Statistical analysis

Patients were followed-up from the date of starting treatment with lamivudine or entecavir to the death, liver transplantation, or last follow-up date (31 March 2013). Baseline characteristics were analysed by χ2 test and the Student t test for categorical and continuous variables, respectively. Predictive factors for HBsAg seroclearance were analysed by Cox proportional hazard model. To reduce the effect of bias and potential confounding, we performed rigorous adjustment for significant differences in the baseline characteristics of patients by propensity score-matching. Propensity scores were derived by using multiple logistic regression analysis and were matched for the patients with and without HBsAg seroclearance (1:4) by using nearest-neighbour matching algorithm with a range of 0.1 SD of the estimated propensity scores. The cumulative rates of HBsAg reversion, anti-HBs seroconversion, and virological reversion were estimated and compared with the use of methods described previously.18 A log-rank test was used to compare the cumulative rates of virological reversion by the prior selection for lamivudine-resistance HBV mutants. Potential predictive factors for composite reversion were evaluated by an extended Cox proportional hazards model for time-dependent covariate (anti-HBs seroconversion).18 Statistical analyses were performed by using SPSS V.20 (SPSS, Chicago, Illinois, USA) and R V.2.13.2 (http://cran.r-project.org/). A p value less than 0.05 was considered statistically significant.

Results

Baseline characteristics

During a median follow-up period of 6 years (33 567 patient-years), a total of 110 among 5409 patients achieved HBsAg seroclearance, corresponding to a 0.33% annual seroclearance rate. The median years from the initiation of treatment to HBsAg seroclearance were 6.77 (IQR 4.56–10.02).

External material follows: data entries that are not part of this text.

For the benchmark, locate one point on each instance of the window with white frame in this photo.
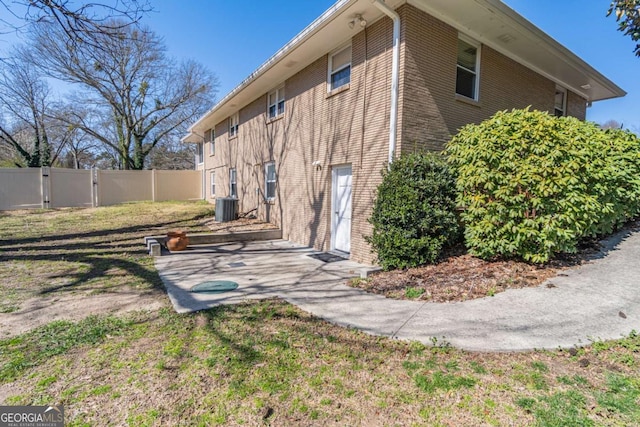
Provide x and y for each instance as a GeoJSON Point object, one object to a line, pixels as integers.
{"type": "Point", "coordinates": [560, 108]}
{"type": "Point", "coordinates": [233, 185]}
{"type": "Point", "coordinates": [234, 121]}
{"type": "Point", "coordinates": [339, 68]}
{"type": "Point", "coordinates": [199, 153]}
{"type": "Point", "coordinates": [210, 137]}
{"type": "Point", "coordinates": [270, 181]}
{"type": "Point", "coordinates": [468, 67]}
{"type": "Point", "coordinates": [275, 99]}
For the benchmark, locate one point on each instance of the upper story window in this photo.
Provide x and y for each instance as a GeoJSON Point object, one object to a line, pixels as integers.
{"type": "Point", "coordinates": [275, 99]}
{"type": "Point", "coordinates": [199, 153]}
{"type": "Point", "coordinates": [468, 68]}
{"type": "Point", "coordinates": [233, 184]}
{"type": "Point", "coordinates": [210, 137]}
{"type": "Point", "coordinates": [234, 121]}
{"type": "Point", "coordinates": [339, 68]}
{"type": "Point", "coordinates": [560, 108]}
{"type": "Point", "coordinates": [270, 180]}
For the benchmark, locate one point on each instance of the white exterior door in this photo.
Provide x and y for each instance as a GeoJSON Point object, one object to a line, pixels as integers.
{"type": "Point", "coordinates": [341, 209]}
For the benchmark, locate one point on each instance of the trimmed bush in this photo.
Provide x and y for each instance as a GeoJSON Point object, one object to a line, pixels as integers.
{"type": "Point", "coordinates": [414, 216]}
{"type": "Point", "coordinates": [532, 185]}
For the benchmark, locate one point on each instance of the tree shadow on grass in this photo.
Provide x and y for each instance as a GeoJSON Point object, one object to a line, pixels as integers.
{"type": "Point", "coordinates": [116, 249]}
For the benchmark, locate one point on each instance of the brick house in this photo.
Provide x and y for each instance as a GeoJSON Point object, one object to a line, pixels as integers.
{"type": "Point", "coordinates": [301, 142]}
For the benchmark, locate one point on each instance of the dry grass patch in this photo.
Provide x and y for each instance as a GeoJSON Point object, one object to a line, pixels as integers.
{"type": "Point", "coordinates": [269, 363]}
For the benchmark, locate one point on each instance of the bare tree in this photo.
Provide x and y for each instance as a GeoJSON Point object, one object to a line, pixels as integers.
{"type": "Point", "coordinates": [78, 23]}
{"type": "Point", "coordinates": [25, 101]}
{"type": "Point", "coordinates": [146, 95]}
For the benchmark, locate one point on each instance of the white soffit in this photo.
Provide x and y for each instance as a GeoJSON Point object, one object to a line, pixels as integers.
{"type": "Point", "coordinates": [498, 26]}
{"type": "Point", "coordinates": [326, 33]}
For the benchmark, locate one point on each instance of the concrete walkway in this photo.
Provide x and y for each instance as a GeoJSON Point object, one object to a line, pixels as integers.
{"type": "Point", "coordinates": [600, 300]}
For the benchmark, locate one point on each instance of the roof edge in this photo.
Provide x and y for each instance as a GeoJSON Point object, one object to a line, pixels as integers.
{"type": "Point", "coordinates": [308, 31]}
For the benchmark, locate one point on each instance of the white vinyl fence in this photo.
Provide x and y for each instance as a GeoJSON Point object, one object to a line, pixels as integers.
{"type": "Point", "coordinates": [28, 188]}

The baseline characteristics of the 110 patients who achieved HBsAg seroclearance after treatment with lamivudine or entecavir were compared with 5299 patients who did not achieve HBsAg seroclearance (table 1). At the initiation of NUC therapy, the HBsAg seroclearance group was significantly younger (p=0.02), had lower prevalence of HBeAg-positivity (p=0.01), lower level of serum HBV DNA (p<0.01), higher level of ALT (p=0.03) and albumin (p=0.02), and lower prevalence of cirrhosis (p<0.01), compared with no HBsAg seroclearance group. In the HBsAg seroclearance group, more patients had been treated with lamivudine compared with no HBsAg seroclearance group (97.3% vs 62.3%; p<0.01). In the HBsAg seroclearance group, 37 (33.6%) patients were selected for resistance HBV mutants during lamivudine treatment: 27 with rtM204V/I+rtL180M, 7 with rtM204V/I, and three with rtM204V+rtL180M+rtA181T+rtN236T. Of these, 13 patients switched treatment to adefovir monotherapy and four were treated with the combination of lamivudine and adefovir. One patient switched treatment to entecavir monotherapy. The other patients continued lamivudine monotherapy without further virological breakthrough afterwards. The overall median treatment duration and overall median follow-up period were 4.3 years (IQR 2.1–6.8 years) and 9.8 years (IQR 7.5–12.0 years), respectively, in HBsAg seroclearance group. The overall median follow-up period was significantly longer in HBsAg seroclearance group compared with no seroclearance group (p<0.01).

Table 1.

Characteristics of patients by HBsAg seroclearance in the entire and propensity score-matched cohorts

Of the 55 patients with baseline HBeAg-positivity in the HBsAg seroclearance group, all experienced HBeAg loss, and 38 (69.1%) achieved anti-HBe seroconversion during treatment before HBsAg seroclearance. The median duration of consolidation therapy after HBeAg loss was 35 months (IQR 12–59 months).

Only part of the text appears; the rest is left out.